Le conseil municipal d'Ollioules a de nouveau été le théâtre d'un vif débat, ce mardi soir, autour de la cession d'une propriété reçue en héritage par la commune. La vente, d'un montant de 600 000 euros, au groupe Suprana pour un programme tourné vers l'enfance et la petite enfance a suscité une forte mobilisation de l'opposition, qui dénonce le projet d'installation d'une école hors contrat.
Un legs de 2017 toujours source de discorde
Le legs de Cécile Beckeric-Fraisse, décédée en 2017, d'une maison d'habitation d'environ 92 m² sur un terrain de 2 738 m², situé au 134 avenue Jean-Monnet, avait été accepté lors du conseil municipal du 27 janvier 2020. Plus de six ans après, la destination de ce bien continue de diviser les élus.
Une première tentative de vente, en juillet 2025, pour 900 000 euros, avait été suspendue après un recours gracieux des élus de la liste Alternative de la gauche et des écologistes auprès du préfet du Var, le 12 septembre 2025. Le préfet avait alors évoqué un "risque juridique" lié à des activités annexes, aujourd'hui abandonnées.
Un nouveau projet recentré sur l'enfance
La première adjointe Laetitia Quilici a présenté la nouvelle délibération, élaborée pour répondre aux exigences du legs et aux critiques précédentes. Le groupe Suprana, seul candidat au nouvel appel d'offres, propose désormais un projet entièrement dédié à l'enfance et à la petite enfance, associant deux acteurs.
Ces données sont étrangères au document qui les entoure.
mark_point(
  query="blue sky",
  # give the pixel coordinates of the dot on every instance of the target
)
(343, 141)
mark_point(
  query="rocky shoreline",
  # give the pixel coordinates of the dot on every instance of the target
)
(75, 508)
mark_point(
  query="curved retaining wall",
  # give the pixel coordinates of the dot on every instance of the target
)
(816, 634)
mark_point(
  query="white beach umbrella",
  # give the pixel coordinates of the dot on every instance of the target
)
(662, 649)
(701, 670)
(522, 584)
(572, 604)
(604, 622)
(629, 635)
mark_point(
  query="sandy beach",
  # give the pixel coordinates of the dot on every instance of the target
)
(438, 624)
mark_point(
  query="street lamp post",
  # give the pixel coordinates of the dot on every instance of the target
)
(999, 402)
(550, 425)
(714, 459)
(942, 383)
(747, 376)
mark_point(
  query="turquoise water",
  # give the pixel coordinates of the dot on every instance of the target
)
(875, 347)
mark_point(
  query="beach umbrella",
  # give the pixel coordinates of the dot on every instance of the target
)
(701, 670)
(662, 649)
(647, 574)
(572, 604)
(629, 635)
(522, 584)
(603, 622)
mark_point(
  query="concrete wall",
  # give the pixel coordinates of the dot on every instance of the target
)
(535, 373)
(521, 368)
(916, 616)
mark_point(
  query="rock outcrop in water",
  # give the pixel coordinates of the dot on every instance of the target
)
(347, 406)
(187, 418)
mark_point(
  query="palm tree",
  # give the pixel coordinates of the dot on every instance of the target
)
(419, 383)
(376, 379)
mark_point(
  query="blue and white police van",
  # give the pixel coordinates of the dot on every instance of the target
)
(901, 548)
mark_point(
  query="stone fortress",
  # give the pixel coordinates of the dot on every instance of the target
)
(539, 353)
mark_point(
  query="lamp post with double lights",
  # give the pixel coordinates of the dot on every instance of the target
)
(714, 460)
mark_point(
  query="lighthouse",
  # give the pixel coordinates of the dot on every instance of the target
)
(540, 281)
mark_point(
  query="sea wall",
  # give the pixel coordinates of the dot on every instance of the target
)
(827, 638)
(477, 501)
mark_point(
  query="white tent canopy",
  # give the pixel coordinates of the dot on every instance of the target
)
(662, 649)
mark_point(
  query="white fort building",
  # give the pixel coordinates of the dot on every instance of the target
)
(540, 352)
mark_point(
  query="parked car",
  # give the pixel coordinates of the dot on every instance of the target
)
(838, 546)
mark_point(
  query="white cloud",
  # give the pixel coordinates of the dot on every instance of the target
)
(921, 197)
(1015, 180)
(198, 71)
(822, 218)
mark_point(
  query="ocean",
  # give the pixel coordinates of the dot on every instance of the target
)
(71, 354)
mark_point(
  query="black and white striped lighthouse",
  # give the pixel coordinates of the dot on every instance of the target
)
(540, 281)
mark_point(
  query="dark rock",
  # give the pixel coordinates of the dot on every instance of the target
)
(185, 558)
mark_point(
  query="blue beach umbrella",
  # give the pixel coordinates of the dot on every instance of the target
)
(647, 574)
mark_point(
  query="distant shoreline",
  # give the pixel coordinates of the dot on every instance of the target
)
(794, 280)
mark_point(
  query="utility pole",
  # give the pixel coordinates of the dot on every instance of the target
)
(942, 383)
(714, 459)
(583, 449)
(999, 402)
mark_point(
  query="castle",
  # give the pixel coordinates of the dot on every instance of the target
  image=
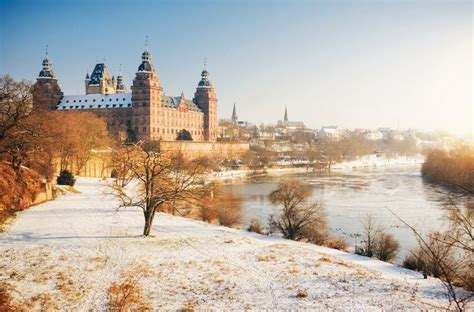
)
(145, 113)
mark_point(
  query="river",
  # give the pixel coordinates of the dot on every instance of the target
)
(349, 195)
D'une part, AFL Transition prévoit la création d'une pouponnière de 8 places sur 300 m², complétée par un espace Enfance et familles. D'autre part, le Cours Eric-Tabarly, membre du réseau Espérance banlieue, souhaite transférer son établissement toulonnais pour créer une école de onze classes, de la maternelle au collège, sur 100 m² de surface au plancher, pouvant accueillir 150 à 160 élèves. Le projet prévoit également l'aménagement de 34 places de stationnement extérieur.
Le prix de cession inférieur à l'estimation domaniale
Le pôle domanial avait estimé la valeur du bien à 800 000 euros le 26 mars 2025, soit 200 000 euros de plus que le prix de cession. Laetitia Quilici a justifié cette différence par les contraintes liées au legs : "La commune est tenue de respecter la volonté exprimée par Mme Fraisse qui impose la création d'une 'maison destinée à la petite enfance'. Des contraintes qui réduisent fortement les possibilités de valorisation du bien."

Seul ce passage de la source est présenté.